More hospitals support breast-feeding
More and more hospitals are taking steps to increase support for breast-feeding, according to a new report from the Centers for Disease Control and Prevention.
The World Health Organization and United Nations Children’s Fund, or UNICEF, launched the Baby-Friendly Hospital Initiative as the global standard for hospital care to support breast-feeding.
At the core of the initiative are the “Ten Steps to Successful Breastfeeding,” which include written breast-feeding policies, education about the policies and benefits of breast-feeding, helping mothers initiate breast-feeding within an hour of birth, only giving infants breast milk, encouraging breast-feeding on demand, allowing mothers and infants to remain together 24 hours per day and establishing breast-feeding support groups.
The percentage of hospitals implementing a majority of the initiative’s 10 steps increased from about 29 percent in 2007 to nearly 54 percent in 2013, according to the CDC Vital Signs report.
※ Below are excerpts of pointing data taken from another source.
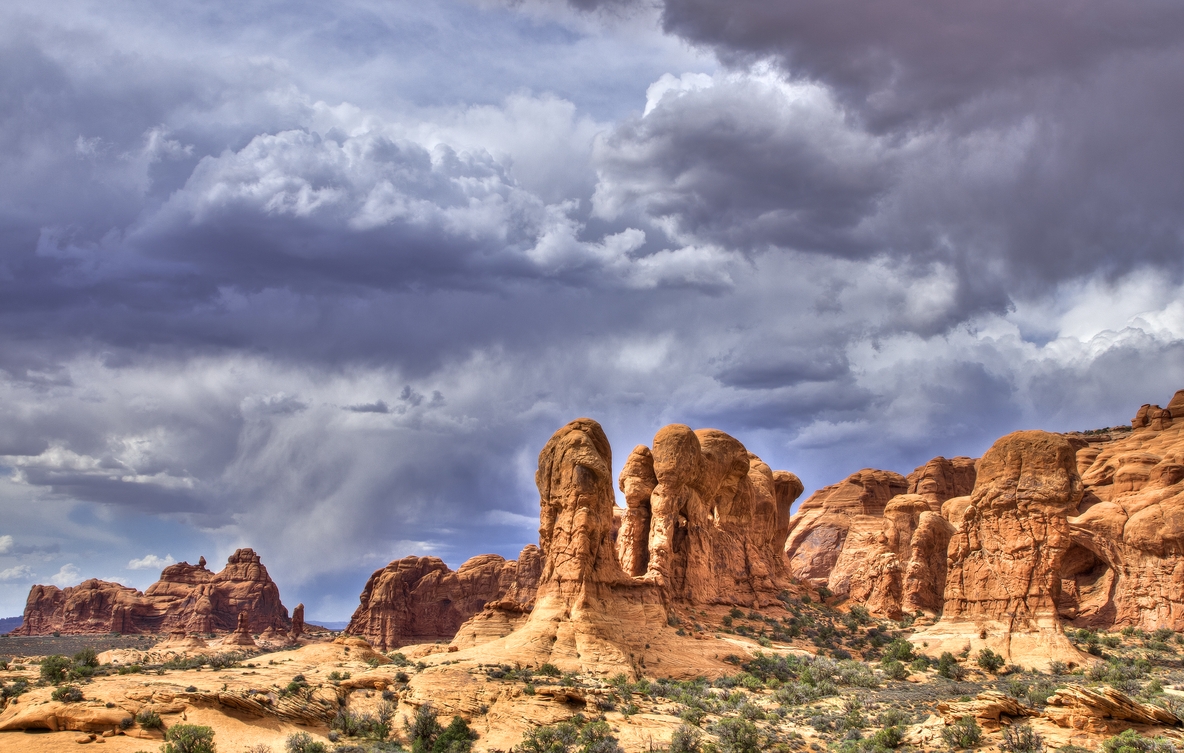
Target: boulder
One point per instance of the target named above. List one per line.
(187, 598)
(1102, 710)
(1005, 558)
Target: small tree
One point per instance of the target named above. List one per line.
(188, 739)
(303, 742)
(423, 728)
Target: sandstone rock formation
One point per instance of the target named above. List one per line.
(706, 519)
(1126, 561)
(587, 612)
(186, 598)
(297, 628)
(419, 599)
(1005, 558)
(1102, 710)
(242, 635)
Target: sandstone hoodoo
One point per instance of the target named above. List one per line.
(187, 598)
(420, 599)
(1005, 557)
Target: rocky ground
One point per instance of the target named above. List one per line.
(804, 676)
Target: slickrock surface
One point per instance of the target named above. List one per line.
(1126, 564)
(706, 519)
(420, 599)
(187, 598)
(1005, 558)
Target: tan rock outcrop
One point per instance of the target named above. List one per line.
(895, 564)
(420, 599)
(1126, 564)
(1102, 710)
(1005, 558)
(943, 478)
(706, 519)
(589, 613)
(819, 528)
(242, 635)
(989, 708)
(186, 598)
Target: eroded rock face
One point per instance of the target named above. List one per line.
(420, 599)
(706, 519)
(818, 532)
(1004, 559)
(187, 598)
(895, 564)
(1126, 564)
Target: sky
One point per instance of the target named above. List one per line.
(322, 278)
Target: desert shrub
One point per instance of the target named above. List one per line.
(950, 668)
(55, 668)
(188, 739)
(737, 735)
(990, 661)
(900, 650)
(303, 742)
(686, 740)
(560, 738)
(68, 694)
(1131, 741)
(149, 720)
(963, 734)
(423, 728)
(456, 738)
(894, 669)
(1021, 739)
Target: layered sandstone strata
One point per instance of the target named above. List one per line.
(1126, 561)
(420, 599)
(1004, 559)
(187, 598)
(706, 520)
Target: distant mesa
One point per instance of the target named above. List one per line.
(187, 599)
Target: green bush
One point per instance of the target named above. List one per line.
(55, 668)
(963, 734)
(188, 739)
(1021, 739)
(900, 650)
(149, 720)
(68, 694)
(737, 735)
(423, 728)
(303, 742)
(990, 661)
(1131, 741)
(686, 740)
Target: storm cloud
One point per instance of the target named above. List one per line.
(322, 281)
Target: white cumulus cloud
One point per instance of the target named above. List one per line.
(150, 561)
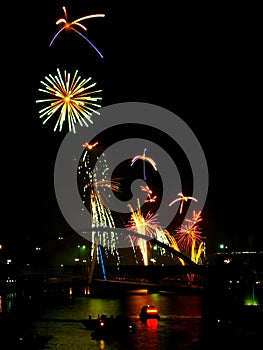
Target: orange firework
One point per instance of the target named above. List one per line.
(144, 158)
(182, 199)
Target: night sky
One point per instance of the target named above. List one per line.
(199, 61)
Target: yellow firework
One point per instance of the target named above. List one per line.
(70, 98)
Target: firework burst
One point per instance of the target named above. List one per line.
(71, 26)
(71, 99)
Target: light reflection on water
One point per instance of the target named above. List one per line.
(59, 320)
(178, 327)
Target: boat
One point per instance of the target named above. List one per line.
(149, 311)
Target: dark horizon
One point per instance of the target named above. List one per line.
(202, 67)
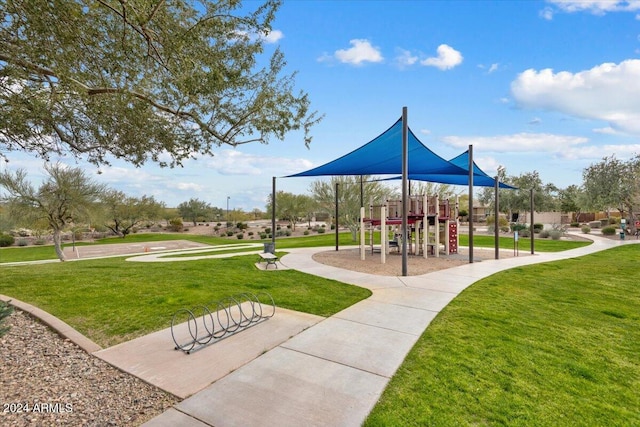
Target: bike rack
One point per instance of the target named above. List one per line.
(194, 329)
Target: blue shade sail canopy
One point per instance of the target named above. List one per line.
(383, 156)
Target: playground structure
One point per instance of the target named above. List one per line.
(432, 227)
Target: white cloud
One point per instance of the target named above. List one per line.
(596, 7)
(519, 142)
(447, 58)
(606, 131)
(608, 92)
(360, 52)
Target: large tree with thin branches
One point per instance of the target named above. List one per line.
(139, 79)
(66, 196)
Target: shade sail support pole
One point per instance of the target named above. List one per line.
(405, 174)
(470, 204)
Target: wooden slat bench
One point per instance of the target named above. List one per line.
(269, 258)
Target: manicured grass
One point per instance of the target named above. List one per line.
(36, 253)
(113, 300)
(554, 344)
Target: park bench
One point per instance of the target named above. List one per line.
(269, 258)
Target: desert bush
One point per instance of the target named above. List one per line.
(6, 240)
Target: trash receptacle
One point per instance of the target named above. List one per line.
(270, 248)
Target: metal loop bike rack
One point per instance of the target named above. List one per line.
(198, 327)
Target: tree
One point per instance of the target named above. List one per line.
(291, 207)
(140, 78)
(613, 183)
(124, 213)
(194, 209)
(374, 192)
(572, 199)
(519, 200)
(66, 196)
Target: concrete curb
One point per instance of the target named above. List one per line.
(56, 324)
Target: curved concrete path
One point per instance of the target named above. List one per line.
(333, 373)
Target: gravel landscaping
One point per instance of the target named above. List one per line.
(47, 380)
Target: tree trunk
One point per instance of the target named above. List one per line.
(57, 244)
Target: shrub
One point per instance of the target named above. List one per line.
(6, 240)
(5, 311)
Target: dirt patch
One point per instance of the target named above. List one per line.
(349, 259)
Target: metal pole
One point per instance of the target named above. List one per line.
(337, 236)
(532, 222)
(405, 173)
(470, 204)
(273, 212)
(496, 211)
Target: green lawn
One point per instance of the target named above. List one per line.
(113, 300)
(36, 253)
(554, 344)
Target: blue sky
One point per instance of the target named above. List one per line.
(551, 86)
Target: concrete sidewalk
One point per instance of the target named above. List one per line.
(333, 373)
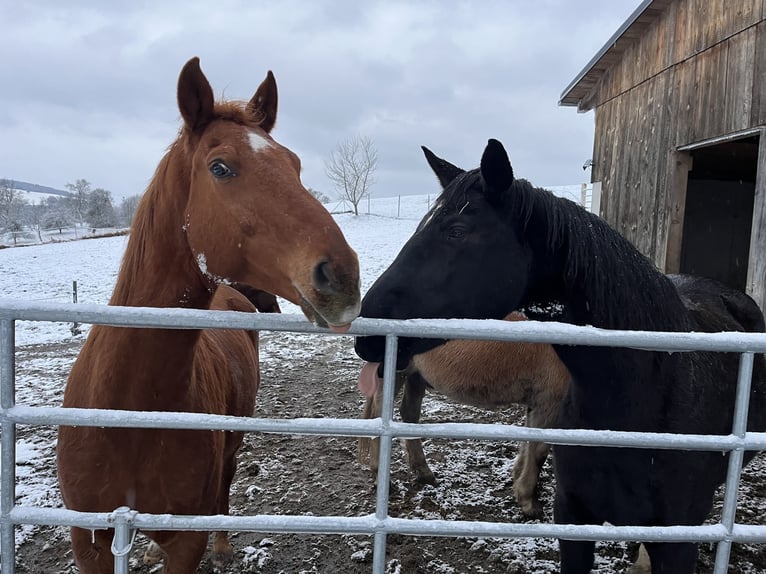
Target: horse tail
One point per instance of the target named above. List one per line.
(746, 312)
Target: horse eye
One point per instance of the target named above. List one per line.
(456, 231)
(220, 170)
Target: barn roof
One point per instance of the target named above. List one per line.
(611, 52)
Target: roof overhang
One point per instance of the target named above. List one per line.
(578, 91)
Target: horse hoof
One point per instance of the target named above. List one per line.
(154, 554)
(425, 478)
(533, 511)
(220, 560)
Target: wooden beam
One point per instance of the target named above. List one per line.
(756, 268)
(681, 164)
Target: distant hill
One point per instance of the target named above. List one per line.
(34, 188)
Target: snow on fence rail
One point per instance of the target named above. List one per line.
(126, 521)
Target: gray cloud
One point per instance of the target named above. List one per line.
(89, 87)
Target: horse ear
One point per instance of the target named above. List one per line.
(496, 170)
(444, 170)
(195, 96)
(263, 106)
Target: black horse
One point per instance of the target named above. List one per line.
(492, 244)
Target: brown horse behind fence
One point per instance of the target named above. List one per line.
(486, 374)
(225, 205)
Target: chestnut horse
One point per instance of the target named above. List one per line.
(226, 205)
(486, 374)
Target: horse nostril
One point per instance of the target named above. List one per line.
(324, 279)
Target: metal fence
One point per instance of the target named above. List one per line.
(127, 521)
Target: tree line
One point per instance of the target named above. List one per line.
(350, 168)
(84, 207)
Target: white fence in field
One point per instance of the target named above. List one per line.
(379, 525)
(416, 206)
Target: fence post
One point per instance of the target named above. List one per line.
(124, 535)
(75, 326)
(8, 458)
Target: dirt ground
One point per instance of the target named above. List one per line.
(311, 376)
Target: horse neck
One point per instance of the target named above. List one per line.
(595, 272)
(158, 268)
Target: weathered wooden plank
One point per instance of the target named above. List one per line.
(739, 15)
(756, 269)
(601, 147)
(652, 140)
(758, 103)
(710, 94)
(685, 78)
(684, 31)
(708, 20)
(680, 164)
(634, 150)
(666, 131)
(740, 69)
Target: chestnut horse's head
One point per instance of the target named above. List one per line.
(248, 218)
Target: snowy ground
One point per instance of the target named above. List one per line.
(46, 352)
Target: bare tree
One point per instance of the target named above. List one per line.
(351, 169)
(128, 209)
(100, 211)
(322, 197)
(80, 190)
(12, 207)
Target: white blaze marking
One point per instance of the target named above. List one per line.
(258, 142)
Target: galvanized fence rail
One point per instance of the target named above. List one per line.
(127, 521)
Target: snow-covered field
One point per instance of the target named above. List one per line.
(46, 272)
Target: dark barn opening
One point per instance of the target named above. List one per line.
(719, 211)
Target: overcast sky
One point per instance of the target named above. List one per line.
(89, 86)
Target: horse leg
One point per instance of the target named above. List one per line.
(222, 548)
(412, 402)
(368, 448)
(183, 551)
(577, 556)
(526, 470)
(643, 564)
(675, 558)
(93, 550)
(154, 554)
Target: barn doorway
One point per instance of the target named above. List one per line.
(718, 213)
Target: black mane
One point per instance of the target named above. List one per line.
(605, 280)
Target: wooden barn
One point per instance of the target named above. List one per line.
(679, 156)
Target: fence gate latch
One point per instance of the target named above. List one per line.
(124, 533)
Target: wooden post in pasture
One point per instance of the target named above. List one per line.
(75, 326)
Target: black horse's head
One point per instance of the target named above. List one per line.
(466, 259)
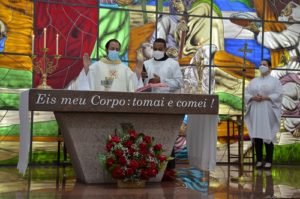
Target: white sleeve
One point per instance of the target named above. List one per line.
(138, 83)
(80, 83)
(176, 81)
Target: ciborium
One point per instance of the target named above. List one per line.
(44, 66)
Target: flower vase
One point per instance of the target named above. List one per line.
(131, 184)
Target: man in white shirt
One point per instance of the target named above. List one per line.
(263, 98)
(107, 74)
(162, 69)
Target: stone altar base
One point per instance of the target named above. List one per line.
(85, 137)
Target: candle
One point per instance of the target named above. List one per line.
(45, 36)
(57, 43)
(32, 44)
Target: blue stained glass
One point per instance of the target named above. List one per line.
(232, 46)
(232, 5)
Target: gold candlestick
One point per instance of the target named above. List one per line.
(44, 66)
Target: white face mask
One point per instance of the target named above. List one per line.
(158, 54)
(263, 69)
(283, 18)
(295, 13)
(148, 53)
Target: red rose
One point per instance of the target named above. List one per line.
(143, 146)
(109, 162)
(118, 172)
(142, 162)
(133, 164)
(162, 158)
(157, 147)
(115, 139)
(118, 153)
(128, 143)
(132, 134)
(145, 174)
(147, 139)
(122, 160)
(152, 172)
(143, 152)
(131, 151)
(109, 146)
(129, 172)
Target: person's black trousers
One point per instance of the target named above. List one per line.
(258, 143)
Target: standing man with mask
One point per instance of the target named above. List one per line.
(263, 98)
(162, 69)
(107, 74)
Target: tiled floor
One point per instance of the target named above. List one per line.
(224, 182)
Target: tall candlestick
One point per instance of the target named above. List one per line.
(45, 36)
(57, 43)
(32, 44)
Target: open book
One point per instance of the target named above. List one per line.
(149, 87)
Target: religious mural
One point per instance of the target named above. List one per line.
(220, 38)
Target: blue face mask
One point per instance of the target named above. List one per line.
(113, 55)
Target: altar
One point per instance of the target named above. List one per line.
(86, 118)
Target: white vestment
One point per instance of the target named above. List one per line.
(121, 75)
(263, 118)
(201, 137)
(168, 71)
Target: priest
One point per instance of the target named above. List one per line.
(263, 98)
(107, 74)
(161, 70)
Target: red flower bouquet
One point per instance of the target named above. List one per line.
(133, 156)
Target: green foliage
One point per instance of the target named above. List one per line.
(284, 176)
(287, 154)
(231, 100)
(48, 128)
(9, 101)
(38, 157)
(10, 78)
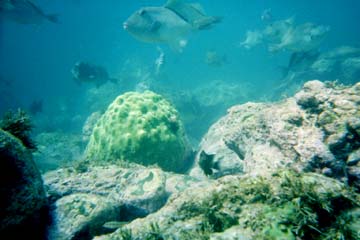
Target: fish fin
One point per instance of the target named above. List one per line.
(113, 80)
(206, 22)
(192, 14)
(155, 26)
(274, 48)
(198, 7)
(178, 45)
(7, 5)
(284, 71)
(290, 20)
(53, 18)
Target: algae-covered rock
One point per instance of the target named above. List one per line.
(317, 130)
(23, 201)
(139, 127)
(286, 205)
(86, 201)
(57, 149)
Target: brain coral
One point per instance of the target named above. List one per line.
(139, 127)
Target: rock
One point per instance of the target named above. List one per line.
(353, 158)
(143, 128)
(89, 125)
(286, 205)
(80, 216)
(316, 130)
(115, 193)
(56, 149)
(23, 205)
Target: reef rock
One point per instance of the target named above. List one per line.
(317, 130)
(57, 149)
(143, 128)
(23, 201)
(86, 200)
(285, 205)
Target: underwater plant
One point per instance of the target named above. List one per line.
(19, 125)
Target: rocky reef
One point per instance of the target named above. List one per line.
(23, 205)
(142, 128)
(316, 130)
(285, 205)
(86, 203)
(283, 170)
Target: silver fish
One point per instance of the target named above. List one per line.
(170, 24)
(24, 12)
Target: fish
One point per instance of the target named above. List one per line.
(300, 61)
(266, 15)
(285, 35)
(25, 12)
(252, 39)
(170, 24)
(159, 61)
(113, 225)
(207, 163)
(299, 38)
(90, 73)
(36, 107)
(215, 59)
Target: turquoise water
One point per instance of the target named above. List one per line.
(36, 60)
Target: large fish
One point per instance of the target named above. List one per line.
(24, 12)
(170, 24)
(288, 36)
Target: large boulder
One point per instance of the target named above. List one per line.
(286, 205)
(23, 201)
(140, 127)
(317, 130)
(87, 202)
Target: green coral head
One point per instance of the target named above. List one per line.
(140, 127)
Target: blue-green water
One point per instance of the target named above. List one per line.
(36, 60)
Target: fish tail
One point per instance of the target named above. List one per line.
(53, 18)
(206, 22)
(114, 80)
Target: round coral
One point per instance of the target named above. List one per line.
(139, 127)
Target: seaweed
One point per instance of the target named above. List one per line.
(19, 125)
Despite that increase, only 289 of the roughly 3,300 maternity hospitals in the U.S. are designated baby-friendly facilities.
Earlier this year, Legacy Salmon Creek Medical Center – along with three other Legacy hospitals – were recognized as baby-friendly birth facilities after Legacy invested in a four-year process to reform practices surrounding breast-feeding.
According to the CDC, 80 percent of babies born in the U.S. start out breast-feeding, but about 60 percent of breast-feeding mothers stop earlier than they intend.
About 22 percent of babies are exclusively breast-fed for the first six months, as recommended, and only 29 percent are breast-fed for 12 months, as recommended, according to the CDC.
Babies who are breast-fed have reduced risks of ear and respiratory infections, asthma, sudden infant death syndrome, diabetes and obesity, according to the CDC.